In 2015, the United States became the last country to end invasive chimpanzee research, when NIH announced it would no longer fund biomedical studies on the animals. That same year, the agency pledged to retire all of the approximately 300 chimps it owned or supported to Chimp Haven, whose naturalistic environment includes a 2-hectare forest where the animals can climb trees and poke sticks into artificial termite mounds.

All the remaining NIH chimps resided at three locations: the Alamogordo Primate Facility in New Mexico; the MD Anderson Cancer Center in Bastrop, Texas; and the Texas Biomedical Research Institute in San Antonio. (Some of these facilities and others also held hundreds of additional chimps, which they owned privately.)

NIH has since retired more than 200 of the chimpanzees it owns and supports. But in 2019, it announced many of the others would stay put. A panel of agency veterinarians concluded all 44 of the chimps that remained in the Alamogordo facility were too old and sick to move. Many had diabetes, heart conditions, and other issues, and the vets were concerned that taking them from facilities where some had spent most of their lives, placing them on a truck for hundreds of kilometers, and putting them to a completely new environment could further compromise their health, or even kill them.

NIH later stated the same applied to 49 of the chimpanzees at the MD Anderson facility; it has since retired all of the chimps it owns from Texas Biomed.

Others in the biomedical community have argued the apes are cared for as well—if not better—in their current facilities, and note they have access to many of the same forms of enrichment they would have at Chimp Haven. “In order to drive them to Chimp Haven, these very old and sick animals would have to sit in a small transport box for days,” Buckmaster says. “Then they would face a world of strangers and uncertain social groupings—intensely stressful to old chimps with established conspecific and human families—before they could even think about enjoying life in their new home, if they survived that long.”

As of October, 30 chimps remained at Alamogordo (the rest have died) and 46 at MD Anderson—all owned by NIH. One hundred and fifty remain at Texas Biomed and other facilities, but none of these animals is owned by NIH.  

Chimp Haven has lamented NIH’s decision, arguing that the great apes deserve to live out their lives in a more natural setting. HSUS has also protested the agency’s stance, as did several lawmakers, who introduced language into spending bill reports to try to compel the agency to change its mind. But NIH held firm to the argument that the move would jeopardize the chimps’ welfare.

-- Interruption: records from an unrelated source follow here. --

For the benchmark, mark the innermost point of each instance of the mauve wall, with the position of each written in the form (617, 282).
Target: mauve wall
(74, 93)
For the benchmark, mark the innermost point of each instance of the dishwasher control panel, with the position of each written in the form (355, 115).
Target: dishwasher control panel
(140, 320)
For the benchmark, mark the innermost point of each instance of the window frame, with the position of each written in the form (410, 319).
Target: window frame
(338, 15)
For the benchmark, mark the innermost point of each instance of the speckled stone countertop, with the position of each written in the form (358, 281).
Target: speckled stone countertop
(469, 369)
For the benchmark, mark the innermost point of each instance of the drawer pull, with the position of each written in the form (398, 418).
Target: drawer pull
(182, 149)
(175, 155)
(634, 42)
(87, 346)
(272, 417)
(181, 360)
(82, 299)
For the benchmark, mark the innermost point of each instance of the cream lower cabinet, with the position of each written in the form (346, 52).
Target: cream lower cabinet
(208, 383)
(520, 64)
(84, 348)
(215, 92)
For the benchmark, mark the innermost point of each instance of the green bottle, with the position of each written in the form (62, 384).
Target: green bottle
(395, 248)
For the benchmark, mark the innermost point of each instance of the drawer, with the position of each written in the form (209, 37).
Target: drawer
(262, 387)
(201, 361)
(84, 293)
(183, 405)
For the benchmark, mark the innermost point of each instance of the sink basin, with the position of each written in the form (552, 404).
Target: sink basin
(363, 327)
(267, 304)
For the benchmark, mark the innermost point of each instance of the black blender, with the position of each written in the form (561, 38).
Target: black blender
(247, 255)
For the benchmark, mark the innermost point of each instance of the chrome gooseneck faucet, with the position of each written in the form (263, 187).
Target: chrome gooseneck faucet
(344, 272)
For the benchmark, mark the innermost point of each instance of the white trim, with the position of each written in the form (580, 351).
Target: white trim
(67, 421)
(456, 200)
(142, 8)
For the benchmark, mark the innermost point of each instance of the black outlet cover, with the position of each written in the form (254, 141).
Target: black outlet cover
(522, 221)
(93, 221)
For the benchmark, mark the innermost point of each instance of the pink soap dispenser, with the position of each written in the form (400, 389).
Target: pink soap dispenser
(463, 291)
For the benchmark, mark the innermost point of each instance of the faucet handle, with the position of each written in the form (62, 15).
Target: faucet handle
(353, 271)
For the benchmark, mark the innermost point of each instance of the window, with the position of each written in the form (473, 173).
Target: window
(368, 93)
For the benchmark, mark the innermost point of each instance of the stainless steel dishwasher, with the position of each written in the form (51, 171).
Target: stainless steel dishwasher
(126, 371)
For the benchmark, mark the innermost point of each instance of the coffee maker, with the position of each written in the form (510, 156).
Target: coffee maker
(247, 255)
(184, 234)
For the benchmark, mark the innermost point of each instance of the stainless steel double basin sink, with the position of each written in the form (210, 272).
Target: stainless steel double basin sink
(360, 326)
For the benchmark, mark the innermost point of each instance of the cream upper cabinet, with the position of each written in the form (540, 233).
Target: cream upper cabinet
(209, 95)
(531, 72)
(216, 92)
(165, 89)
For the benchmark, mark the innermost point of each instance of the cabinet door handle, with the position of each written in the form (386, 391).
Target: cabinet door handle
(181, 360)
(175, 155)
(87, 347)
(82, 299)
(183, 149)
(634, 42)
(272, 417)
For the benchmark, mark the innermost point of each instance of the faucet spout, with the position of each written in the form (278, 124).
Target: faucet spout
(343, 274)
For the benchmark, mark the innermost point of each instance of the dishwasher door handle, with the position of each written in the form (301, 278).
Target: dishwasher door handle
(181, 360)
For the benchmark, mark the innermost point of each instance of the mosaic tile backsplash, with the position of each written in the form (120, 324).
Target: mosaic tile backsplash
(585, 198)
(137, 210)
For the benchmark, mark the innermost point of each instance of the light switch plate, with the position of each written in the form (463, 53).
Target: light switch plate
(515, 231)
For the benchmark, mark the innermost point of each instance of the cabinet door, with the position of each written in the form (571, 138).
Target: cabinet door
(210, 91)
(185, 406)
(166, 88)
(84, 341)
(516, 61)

So in 2021, HSUS—along with Animal Protection of New Mexico and several other plaintiffs—sued NIH. In her decision this week, U.S. District Judge Lydia Kay Griggsby says NIH’s stance violates the CHIMP Act. “Congress intended for the federal sanctuary system to provide lifetime care for chimpanzees that are no longer appropriate for research due to advanced age, infections, or similar circumstance,” she wrote. “The CHIMP Act makes clear that Congress recognized that older and sicker chimpanzees … would enter the federal sanctuary system.”

The judge said she shared NIH’s concern about the frailty of the animals. But she ruled that the agency does not have the discretion to determine which chimps should not be moved to a sanctuary.

HSUS says it wants the animals transferred as soon as possible. All parties will meet with the judge in January 2023 to try to hash out the next steps.

Chimp Haven seems happy with the decision. “The sanctuary is the best place for retired chimpanzees to live out their lives in the most natural settings available,” a spokesperson says. “We look forward to working with NIH on a plan that secures sanctuary retirement for all government-owned and supported chimpanzees.”

Charles River Laboratories, which operates the Alamogordo Primate Facility under contract with NIH, referred all questions to NIH. An NIH spokesperson says the agency doesn’t comment on litigation. MD Anderson tells Science it “is committed to the safety and welfare” of the chimps in its care, now numbering 45. “MD Anderson’s experts work with the NIH to provide the best quality care for the chimpanzees, and we will await direction from the NIH on any next steps.”